A transnational pipeline was shut down on Wednesday after Kyiv refused to renew a prewar agreement that allowed for the transit of Russian gas through its territory.
Marc SantoraAndrew Higgins and Jenny Gross
Marc Santora reported from Kyiv, Ukraine, Andrew Higgins from Warsaw and Jenny Gross from Brussels.
The flow of natural gas through a major pipeline from Russia to Europe was cut off early Wednesday after Ukraine refused to renew an agreement that allowed for the transit of Russian gas through its territory.
President Volodymyr Zelensky of Ukraine had warned for months that he would not renew the prewar contract, which expired at midnight on Dec. 31, because of Russia’s full-scale invasion of Ukraine.
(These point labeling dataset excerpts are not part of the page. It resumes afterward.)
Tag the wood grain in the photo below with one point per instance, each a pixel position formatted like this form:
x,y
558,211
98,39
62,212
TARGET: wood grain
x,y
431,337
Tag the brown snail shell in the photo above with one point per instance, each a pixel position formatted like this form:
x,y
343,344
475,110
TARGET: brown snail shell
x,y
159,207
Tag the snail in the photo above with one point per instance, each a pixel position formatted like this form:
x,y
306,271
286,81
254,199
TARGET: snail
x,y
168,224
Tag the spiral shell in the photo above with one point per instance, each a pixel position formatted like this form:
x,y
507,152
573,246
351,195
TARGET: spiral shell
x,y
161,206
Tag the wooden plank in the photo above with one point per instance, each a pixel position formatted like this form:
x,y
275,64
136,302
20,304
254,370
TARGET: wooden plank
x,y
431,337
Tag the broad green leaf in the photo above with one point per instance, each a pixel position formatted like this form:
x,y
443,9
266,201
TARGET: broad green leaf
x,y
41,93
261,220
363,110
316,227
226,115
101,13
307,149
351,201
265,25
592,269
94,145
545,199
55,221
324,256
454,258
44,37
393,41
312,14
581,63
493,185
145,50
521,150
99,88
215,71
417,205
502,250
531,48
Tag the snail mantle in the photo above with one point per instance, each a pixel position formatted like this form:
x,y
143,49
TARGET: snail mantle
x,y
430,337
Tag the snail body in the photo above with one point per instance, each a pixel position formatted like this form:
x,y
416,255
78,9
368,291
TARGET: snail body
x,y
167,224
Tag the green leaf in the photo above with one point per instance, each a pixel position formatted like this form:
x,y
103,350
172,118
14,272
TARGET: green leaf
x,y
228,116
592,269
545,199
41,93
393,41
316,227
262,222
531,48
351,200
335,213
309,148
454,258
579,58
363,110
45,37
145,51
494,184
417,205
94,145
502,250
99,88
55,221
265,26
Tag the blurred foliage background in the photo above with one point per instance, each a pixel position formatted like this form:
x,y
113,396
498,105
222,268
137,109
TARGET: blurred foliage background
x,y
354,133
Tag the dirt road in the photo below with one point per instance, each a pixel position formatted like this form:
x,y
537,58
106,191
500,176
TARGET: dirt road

Kyiv’s decision to suspend the flow of gas through a pipeline that had carried Soviet and then Russian gas to Europe for decades is part of a broader campaign by Ukraine and its Western allies to undermine Moscow’s ability to fund its war effort and to limit the Kremlin’s ability to use energy as leverage in Europe.
“This is a historic event,” Ukraine’s energy minister, Herman Galushchenko, said in a statement. “Russia is losing markets, it will suffer financial losses.”
The pipeline through Ukraine, built in the Soviet era to carry Siberian gas to European markets, is Russia’s last major gas corridor to Europe following the 2022 sabotage of the Nord Stream pipeline to Germany, possibly by Ukraine, and the closure of a route through Belarus to Poland.
The Kremlin-controlled energy giant, Gazprom, issued a statement early on Wednesday confirming that it was no longer sending gas through the pipeline. President Vladimir V. Putin had signaled in a Dec. 19 news conference that the agreement would not be extended. “That’s fine — we will survive, Gazprom will survive,” he said.